Nothing in my life is working, I feel so unfortunate and worthless. I will list all the problems in subheadings in no particular order.
My family don't understand anything whatsoever. This afternoon I was feeling dizzy and I nearly vomited but I come downstairs to my parents who think I'm up to no good in my room. They tell me everything I have done wrong today after coming back from school - from the chair not back in the right place to never fulfilling my duties. It seems that whatever I do can't please them enough as I always make some stupid mistake.
Sister: from all the frustration from my parents scolding me , I unconsciously take it out on my sister then later feel guilty as it's not her fault but i make her suffer when she doesn't deserve to.
2- School(social life):
Well, everyday I go to school and nothing else. I don't have a life outside of school at all.I do go to a badminton club but I have no friends there. I have one friend in school but even she is drifting away as whenever I ask to go out, my parents always find a reason to not let me go. And out two days in a row is considered too much.

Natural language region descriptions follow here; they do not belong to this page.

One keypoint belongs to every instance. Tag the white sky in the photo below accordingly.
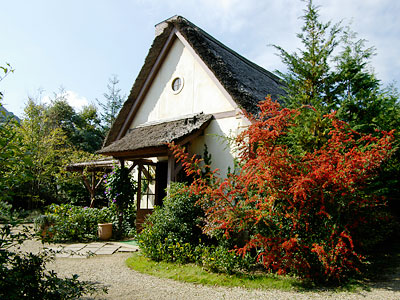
(80, 44)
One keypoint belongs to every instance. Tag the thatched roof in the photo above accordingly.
(246, 82)
(155, 136)
(94, 165)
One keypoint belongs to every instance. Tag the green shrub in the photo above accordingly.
(222, 260)
(6, 213)
(172, 231)
(69, 223)
(24, 276)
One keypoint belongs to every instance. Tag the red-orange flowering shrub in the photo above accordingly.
(300, 213)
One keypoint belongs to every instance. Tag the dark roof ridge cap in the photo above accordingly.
(178, 18)
(169, 120)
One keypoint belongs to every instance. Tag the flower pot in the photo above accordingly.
(105, 231)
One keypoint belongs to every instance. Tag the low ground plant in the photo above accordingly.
(69, 223)
(24, 275)
(304, 213)
(172, 232)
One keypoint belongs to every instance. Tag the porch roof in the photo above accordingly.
(152, 138)
(94, 165)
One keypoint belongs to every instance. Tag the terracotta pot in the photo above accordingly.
(105, 231)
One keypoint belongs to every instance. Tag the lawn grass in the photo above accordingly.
(195, 274)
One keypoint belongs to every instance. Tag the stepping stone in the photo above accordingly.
(95, 245)
(104, 251)
(63, 254)
(126, 249)
(75, 247)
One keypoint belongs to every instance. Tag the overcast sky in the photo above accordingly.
(79, 44)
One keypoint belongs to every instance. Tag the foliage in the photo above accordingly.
(114, 102)
(310, 80)
(23, 275)
(223, 260)
(196, 274)
(120, 187)
(302, 212)
(82, 129)
(172, 231)
(332, 70)
(69, 223)
(120, 191)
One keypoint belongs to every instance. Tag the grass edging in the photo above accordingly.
(195, 274)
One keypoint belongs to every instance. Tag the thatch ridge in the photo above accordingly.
(245, 81)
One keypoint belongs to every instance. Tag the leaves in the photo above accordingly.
(302, 211)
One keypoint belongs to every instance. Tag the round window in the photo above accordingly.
(177, 85)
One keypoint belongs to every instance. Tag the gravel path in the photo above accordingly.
(124, 283)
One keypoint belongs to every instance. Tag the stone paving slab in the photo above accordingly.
(85, 250)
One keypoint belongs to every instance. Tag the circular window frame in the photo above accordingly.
(181, 86)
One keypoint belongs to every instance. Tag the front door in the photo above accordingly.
(152, 181)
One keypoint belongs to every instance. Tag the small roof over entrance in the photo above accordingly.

3- School I perform above average in school but I'm certainly not a genius. However, my parents want me to be getting 100% in everything. When I get 96% and someone else gets 97% then they are like oh wow that is one whole percentage, it could cost you your life" •When I find a test hard then my mum tells me that I should have revised more as no test can ever be difficult. However, I work very hard and I revise as much as I can but I'm sorry I'm not good enough still.
Ok I know this is going to sound incredibly desperate but it just gets me down when seeing people getting gf/bfs. When I have never had a male friend let alone a boy friend. I feel so lonely and depressed. I have tried to make a move sometimes but it gets me nowhere and people just ignore making matters even worse.
I am insecure about everything about me lately, literally everything. I can't bare to make eye contact with people because I think they will judge me by my acne etcetc. I try to cover up acne with makeup but it only makes it worse , flakey and dry.
This only happens once every few weeks now but it used to be really bad two years ago. Since then my self esteem has decreased vastly. I have only one class with the "bullies" every week and they take every opportunity to pick on me.
I have seemed my guidance counsellor and she has been of no help. (This was two years ago)
I cry myself everyday to sleep and feel sick in the morning but if I tell my parents this they will say I'm making excuses or I'm a drama queen.
Everything I do only causes trouble. My mum says I'm of no use and one time she was angry and she even said she wished I was never born.
Don't get me wrong, I always laugh all the time and never show this but I just felt like letting it out for once. Infact, my distant friends say I'm the funniest person ever and I'm always happy but it's not the case really.